The ML-CAC model achieved an AUC of 0.753 for predicting severe CAC, and higher ML-CAC scores were significantly associated with increased risk of adverse cardiovascular events at follow-up. The model used clinical variables available at routine assessment rather than actual CT-derived calcium scores.
The motivation for this approach: actual CAC scoring requires CT imaging and additional radiation exposure. A machine learning model that estimates CAC risk from clinical variables could theoretically triage which patients most need actual CAC measurement — directing the imaging cost and radiation to those most likely to have elevated scores.

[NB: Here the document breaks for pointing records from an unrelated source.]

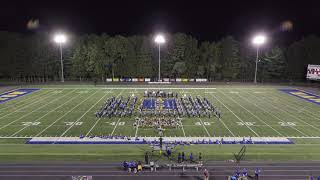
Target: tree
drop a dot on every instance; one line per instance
(273, 65)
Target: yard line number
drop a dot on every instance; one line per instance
(30, 123)
(245, 123)
(287, 123)
(73, 123)
(115, 123)
(204, 123)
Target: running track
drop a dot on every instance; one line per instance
(100, 171)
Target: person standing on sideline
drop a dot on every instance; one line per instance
(256, 173)
(146, 158)
(200, 158)
(191, 157)
(206, 174)
(179, 158)
(183, 157)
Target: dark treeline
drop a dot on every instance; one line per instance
(36, 58)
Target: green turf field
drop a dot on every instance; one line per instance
(246, 111)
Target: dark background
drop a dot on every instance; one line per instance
(206, 20)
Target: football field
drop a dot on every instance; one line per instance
(69, 111)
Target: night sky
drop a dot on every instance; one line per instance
(206, 20)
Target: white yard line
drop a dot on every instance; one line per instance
(225, 126)
(137, 127)
(100, 118)
(136, 134)
(143, 88)
(230, 97)
(295, 116)
(288, 137)
(48, 111)
(18, 108)
(97, 121)
(183, 129)
(26, 99)
(115, 126)
(65, 114)
(301, 109)
(276, 116)
(235, 115)
(296, 102)
(205, 128)
(83, 114)
(27, 113)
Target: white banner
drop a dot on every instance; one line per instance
(313, 72)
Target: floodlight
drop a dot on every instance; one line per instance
(159, 39)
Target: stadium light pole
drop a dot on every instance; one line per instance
(60, 39)
(159, 39)
(258, 40)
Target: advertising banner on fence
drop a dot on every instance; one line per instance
(313, 72)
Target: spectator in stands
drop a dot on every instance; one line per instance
(168, 153)
(179, 158)
(183, 157)
(146, 158)
(139, 166)
(256, 173)
(200, 158)
(191, 157)
(237, 173)
(206, 174)
(244, 172)
(125, 165)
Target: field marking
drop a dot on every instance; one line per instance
(235, 115)
(298, 102)
(133, 88)
(275, 115)
(64, 114)
(252, 113)
(295, 117)
(84, 114)
(26, 99)
(115, 126)
(97, 121)
(137, 127)
(223, 123)
(204, 127)
(300, 109)
(182, 128)
(48, 112)
(27, 113)
(288, 137)
(18, 108)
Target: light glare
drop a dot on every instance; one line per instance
(259, 39)
(60, 38)
(159, 39)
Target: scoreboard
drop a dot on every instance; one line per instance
(313, 72)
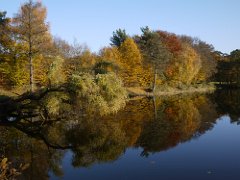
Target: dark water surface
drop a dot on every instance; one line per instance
(180, 137)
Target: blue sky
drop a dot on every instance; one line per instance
(93, 21)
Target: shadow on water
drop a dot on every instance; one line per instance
(39, 130)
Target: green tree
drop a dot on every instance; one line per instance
(118, 37)
(131, 70)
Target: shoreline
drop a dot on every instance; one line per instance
(133, 92)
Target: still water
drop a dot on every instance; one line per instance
(180, 137)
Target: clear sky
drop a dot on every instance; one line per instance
(93, 21)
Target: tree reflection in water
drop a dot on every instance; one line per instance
(43, 130)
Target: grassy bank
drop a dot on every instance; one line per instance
(169, 91)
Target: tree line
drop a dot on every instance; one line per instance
(31, 57)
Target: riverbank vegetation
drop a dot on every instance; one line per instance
(154, 61)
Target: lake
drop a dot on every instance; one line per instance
(179, 137)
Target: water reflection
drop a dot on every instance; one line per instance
(45, 130)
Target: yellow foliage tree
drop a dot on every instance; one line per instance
(185, 67)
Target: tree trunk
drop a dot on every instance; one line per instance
(154, 81)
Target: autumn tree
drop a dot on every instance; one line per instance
(32, 30)
(131, 70)
(154, 52)
(12, 63)
(207, 55)
(184, 68)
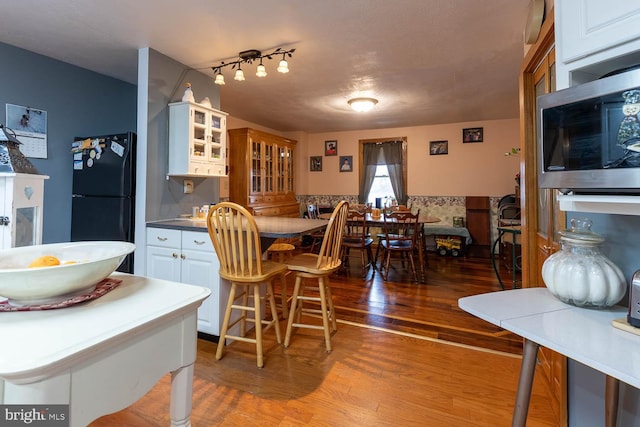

The AUC of 0.753 is moderate — it indicates the model can rank patients by calcium burden better than chance but misclassifies a substantial proportion. The clinical utility depends on whether this discriminative performance is sufficient to change management: would a high ML-CAC score send a patient to CT scanning who otherwise wouldn’t go? Given that CAC scoring is inexpensive (~$100), low-radiation, and highly informative for clinical decision-making in intermediate-risk patients, the incremental value of a clinical prediction model with moderate AUC is uncertain.
We rate the evidence limited. A retrospective ML study developing a clinical variable-based CAC score predictor with moderate accuracy — methodologically interesting but unclear whether the prediction model provides meaningful value over direct CAC testing.
The original source
Wen J, Dong Z, Shen X, et al. Machine learning-based coronary artery calcium score predicted from clinical variables as a prognostic indicator in patients referred for invasive coronary angiography. Eur Radiol. 2024 Sep;34(9):5633–5643.